Princess Elizabeth had eight bridesmaids in attendance.  They were Princess Margaret (her younger sister), Princess Alexandra of Kent (her first cousin), Margaret Elphinstone (her first cousin), Diana Bowes-Lyon (her first cousin), Lady Mary Cambridge (her second cousin), Pamela Mountbatten (the groom’s first cousin), Lady Caroline Montagu-Douglas-Scott and Lady Elizabeth Lambart.  There were also two page boys that carried her bridal veil as she walked down the aisle of the Abbey, they were her cousins Prince William of Gloucester and Prince Michael of Kent.

Princess Elizabeth walking down the aisle of the Abbey
with her father, King George

The wedding ceremony was officiated by the Archbishop of Canterbury and the Archbishop of York.  The director of music for the ceremony was William Neil McKie who was the Abbey’s Master of the Choristers; he also coordinated the music in 1953 for the coronation of Queen Elizabeth II.

Princess Elizabeth and Prince Philip at the altar of the Abbey

Princess Elizabeth and Prince Philip leaving the Abbey after the ceremony

After the ceremony, Princess Elizabeth and Prince Philip returned to Buckingham Palace for a wedding breakfast.  Served at the wedding reception were several wedding cakes and the main four tiered cake was nine feet tall and weighed 500 pounds, the cake was cut with Prince Philip’s military sword.  According to tradition, one tier of the wedding cake was saved and would be served at the christening of their first child.

Princess Elizabeth and Prince Philip wedding cake

After the wedding reception Princess Elizabeth and Prince Philip departed for a honeymoon at the Broadlands, the home of the Earl of Mountbatten.  Later the couple spent the rest of their honeymoon at Birkhall on the Royal Estate of Balmoral located in Scotland.  Then, while Clarence House in London was being renovated the couple leased Windlesham Moor near Windsor Castle.

Princess Elizabeth and Prince Philip went onto have four children – Prince Charles born in 1948, Prince Anne born in 1950, Prince Andrew born in 1960 and Prince Edward born in 1964.

In 1952 Princess Elizabeth’s father, King George died and she ascended to the British throne.  In 1953 she was crowned in an elaborate coronation ceremony at Westminster Abbey.

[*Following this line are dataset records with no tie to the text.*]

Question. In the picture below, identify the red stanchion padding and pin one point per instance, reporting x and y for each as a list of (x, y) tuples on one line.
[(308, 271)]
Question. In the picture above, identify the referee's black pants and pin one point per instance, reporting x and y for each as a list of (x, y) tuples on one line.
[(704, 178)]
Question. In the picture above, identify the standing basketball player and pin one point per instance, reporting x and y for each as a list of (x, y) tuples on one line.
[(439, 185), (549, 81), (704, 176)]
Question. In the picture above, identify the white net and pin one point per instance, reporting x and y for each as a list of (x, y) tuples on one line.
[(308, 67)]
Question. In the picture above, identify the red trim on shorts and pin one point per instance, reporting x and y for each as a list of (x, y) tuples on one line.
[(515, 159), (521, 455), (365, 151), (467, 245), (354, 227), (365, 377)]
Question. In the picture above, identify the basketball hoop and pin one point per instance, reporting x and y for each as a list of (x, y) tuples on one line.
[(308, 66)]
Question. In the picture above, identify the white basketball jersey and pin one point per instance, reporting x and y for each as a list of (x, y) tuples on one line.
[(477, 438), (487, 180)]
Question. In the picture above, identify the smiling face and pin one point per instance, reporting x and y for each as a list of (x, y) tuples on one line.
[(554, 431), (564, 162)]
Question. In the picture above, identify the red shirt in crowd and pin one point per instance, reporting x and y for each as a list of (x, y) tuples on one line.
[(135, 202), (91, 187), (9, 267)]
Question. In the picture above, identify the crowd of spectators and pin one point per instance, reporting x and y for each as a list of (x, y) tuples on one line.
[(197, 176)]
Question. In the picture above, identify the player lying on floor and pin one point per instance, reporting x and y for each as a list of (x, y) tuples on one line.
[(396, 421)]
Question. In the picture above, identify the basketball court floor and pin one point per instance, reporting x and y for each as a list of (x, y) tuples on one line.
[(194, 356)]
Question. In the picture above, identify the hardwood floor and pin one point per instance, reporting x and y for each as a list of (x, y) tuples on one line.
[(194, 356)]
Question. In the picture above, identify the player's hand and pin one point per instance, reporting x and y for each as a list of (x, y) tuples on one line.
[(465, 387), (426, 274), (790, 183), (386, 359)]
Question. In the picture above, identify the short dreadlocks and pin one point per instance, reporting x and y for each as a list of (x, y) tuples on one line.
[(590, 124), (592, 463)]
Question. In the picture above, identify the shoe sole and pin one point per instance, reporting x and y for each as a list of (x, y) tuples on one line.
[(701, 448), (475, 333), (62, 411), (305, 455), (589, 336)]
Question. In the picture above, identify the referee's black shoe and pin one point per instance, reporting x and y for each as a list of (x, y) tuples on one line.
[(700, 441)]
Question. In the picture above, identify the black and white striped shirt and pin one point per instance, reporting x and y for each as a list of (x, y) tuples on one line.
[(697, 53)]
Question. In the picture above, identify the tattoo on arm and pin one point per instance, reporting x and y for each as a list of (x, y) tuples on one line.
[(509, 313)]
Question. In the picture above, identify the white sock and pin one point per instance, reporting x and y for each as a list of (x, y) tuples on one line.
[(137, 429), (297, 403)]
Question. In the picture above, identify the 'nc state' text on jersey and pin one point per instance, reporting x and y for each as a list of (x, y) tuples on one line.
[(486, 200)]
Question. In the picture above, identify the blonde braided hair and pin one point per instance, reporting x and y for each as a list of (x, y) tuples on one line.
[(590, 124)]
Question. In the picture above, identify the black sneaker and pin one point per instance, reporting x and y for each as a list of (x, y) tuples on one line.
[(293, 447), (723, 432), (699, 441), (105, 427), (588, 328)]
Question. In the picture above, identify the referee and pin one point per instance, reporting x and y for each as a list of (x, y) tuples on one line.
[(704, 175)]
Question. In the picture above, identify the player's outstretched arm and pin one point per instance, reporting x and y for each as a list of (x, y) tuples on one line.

Most recently the public and personal lives of the Royal couple have come into focus with the popular Netflik series, “The Crown”.  Also earlier this year it was announced that Prince Philip would be retiring from his public engagements, he holds the record as the longest serving consort.  The 91 year old Queen Elizabeth II is the longest reigning monarch in British history at over 65 years and still counting, this record was set in 2016 when she surpassed the length of Queen Victoria’s reign.